Here is an example of a function that crashes because of the omp directive:
void PlanarizationConstraint::fillSparseMatrix(const Optimizer& opt, vector<T>& elements, double mu)
{
int size = 3;
#pragma omp parallel for schedule (static)
for(int i = 0; i < opt.FVIc.outerSize(); i++)
{
int index = 3*i;
Eigen::Matrix<double,3,3> Qxyz = Eigen::Matrix<double,3,3>::Zero();
for(SpMat::InnerIterator it(opt.FVIc,i); it; ++it)
{
int face = it.row();
for(int n = 0; n < size; n++)
{
Qxyz.row(n) += N(face,n)*N.row(face);
elements.push_back(T(index+n,offset+face,(1 - mu)*N(face,n)));
}
}
for(int n = 0; n < size; n++)
{
for(int k = 0; k < size; k++)
{
elements.push_back(T(index+n,index+k,(1-mu)*Qxyz(n,k)));
}
}
}
#pragma omp parallel for schedule (static)
for(int j = 0; j < opt.VFIc.outerSize(); j++)
{
elements.push_back(T(offset+j,offset+j,opt.fvi[j]));
for(SpMat::InnerIterator it(opt.VFIc,j); it; ++it)
{
int index = 3*it.row();
for(int n = 0; n < size; n++)
{
elements.push_back(T(offset+j,index+n,N(j,n)));
}
}
}
}
And here is an example of code that works very well with those directives (and is faster because of it)
Eigen::MatrixXd Optimizer::OptimizeLLGeneral()
{
ConstraintsManager manager;
SurfaceConstraint surface(1,true);
PlanarizationConstraint planarization(1,true,3^Nv,Nf);
manager.addConstraint(&surface);
manager.addConstraint(&planarization);
double mu = mu0;
for(int k = 0; k < iterations; k++)
{
#pragma omp parallel for schedule (static)
for(int j = 0; j < VFIc.outerSize(); j++)
{
manager.calcVariableMatrix(*this,j);
}
#pragma omp parallel for schedule (static)
for(int i = 0; i < FVIc.outerSize(); i++)
{
Eigen::MatrixXd A = Eigen::Matrix<double, 3, 3>::Zero();
Eigen::MatrixXd b = Eigen::Matrix<double, 1, 3>::Zero();
manager.addLocalMatrixComponent(*this,i,A,b,mu);
Eigen::VectorXd temp = b.transpose();
Q.row(i) = A.colPivHouseholderQr().solve(temp);
}
mu = r*mu;
}
return Q;
}
My question is what makes one function work so well with the omp directive and what makes the other function crash? what is the difference that makes the omp directive act differently?
Before using openmp, you pushed back some data to the vector elements one by one.
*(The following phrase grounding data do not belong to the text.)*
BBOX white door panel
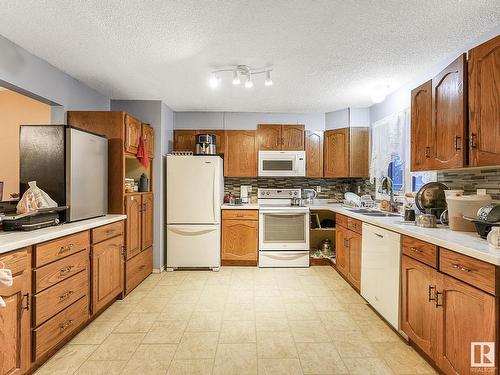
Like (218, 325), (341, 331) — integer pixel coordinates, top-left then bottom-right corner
(167, 224), (220, 268)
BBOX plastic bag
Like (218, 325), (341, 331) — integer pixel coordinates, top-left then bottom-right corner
(16, 181), (58, 214)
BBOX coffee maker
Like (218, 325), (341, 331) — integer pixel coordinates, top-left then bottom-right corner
(195, 134), (217, 155)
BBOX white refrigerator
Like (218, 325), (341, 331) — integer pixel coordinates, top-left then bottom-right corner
(166, 155), (224, 271)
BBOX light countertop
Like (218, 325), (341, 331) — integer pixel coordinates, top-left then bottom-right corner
(0, 214), (127, 255)
(222, 200), (499, 266)
(221, 203), (259, 210)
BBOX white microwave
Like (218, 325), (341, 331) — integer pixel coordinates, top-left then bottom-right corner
(258, 151), (306, 177)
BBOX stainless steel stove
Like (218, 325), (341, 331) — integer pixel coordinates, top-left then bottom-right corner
(257, 189), (310, 268)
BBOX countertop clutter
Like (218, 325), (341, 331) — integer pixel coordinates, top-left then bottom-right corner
(0, 215), (126, 254)
(222, 200), (500, 265)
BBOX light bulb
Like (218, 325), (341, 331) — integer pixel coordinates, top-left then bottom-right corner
(209, 74), (220, 89)
(244, 74), (253, 88)
(232, 70), (240, 85)
(370, 84), (388, 103)
(264, 71), (273, 86)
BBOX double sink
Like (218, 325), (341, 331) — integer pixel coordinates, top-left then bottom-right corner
(344, 208), (401, 217)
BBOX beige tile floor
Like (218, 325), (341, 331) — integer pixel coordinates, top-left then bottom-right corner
(35, 266), (437, 375)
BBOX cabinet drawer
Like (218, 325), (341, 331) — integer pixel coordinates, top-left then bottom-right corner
(439, 248), (497, 295)
(34, 250), (89, 293)
(126, 247), (152, 294)
(33, 296), (89, 361)
(402, 236), (438, 268)
(0, 247), (29, 276)
(34, 270), (88, 326)
(92, 221), (124, 244)
(35, 231), (90, 267)
(336, 214), (348, 228)
(222, 210), (258, 220)
(347, 217), (362, 234)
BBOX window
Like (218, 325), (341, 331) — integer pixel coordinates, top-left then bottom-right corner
(388, 154), (404, 192)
However, with openmp, there will be several threads running the code in the for loop in parallel. When more than one thread are pushing back data to the vector elements at the same time, and when there's no code to ensure that one thread will not start pushing before another one finishes, problem will happen. That's why your code crashes.
To solve this problem, you could use local buff vectors. Each thread first push data to its private local buffer vector, then you can concatenate these buffer vectors together into a single vector.
You will notice that this method can not maintain the original order of the data elements in the vector elements. If you want to do that, you could calculate each expected index of the data element and assign the data to the right position directly.
update
OpenMP provides APIs to let you know how many threads you use and which thread you are using. See omp_get_max_threads() and omp_get_thread_num() for more info.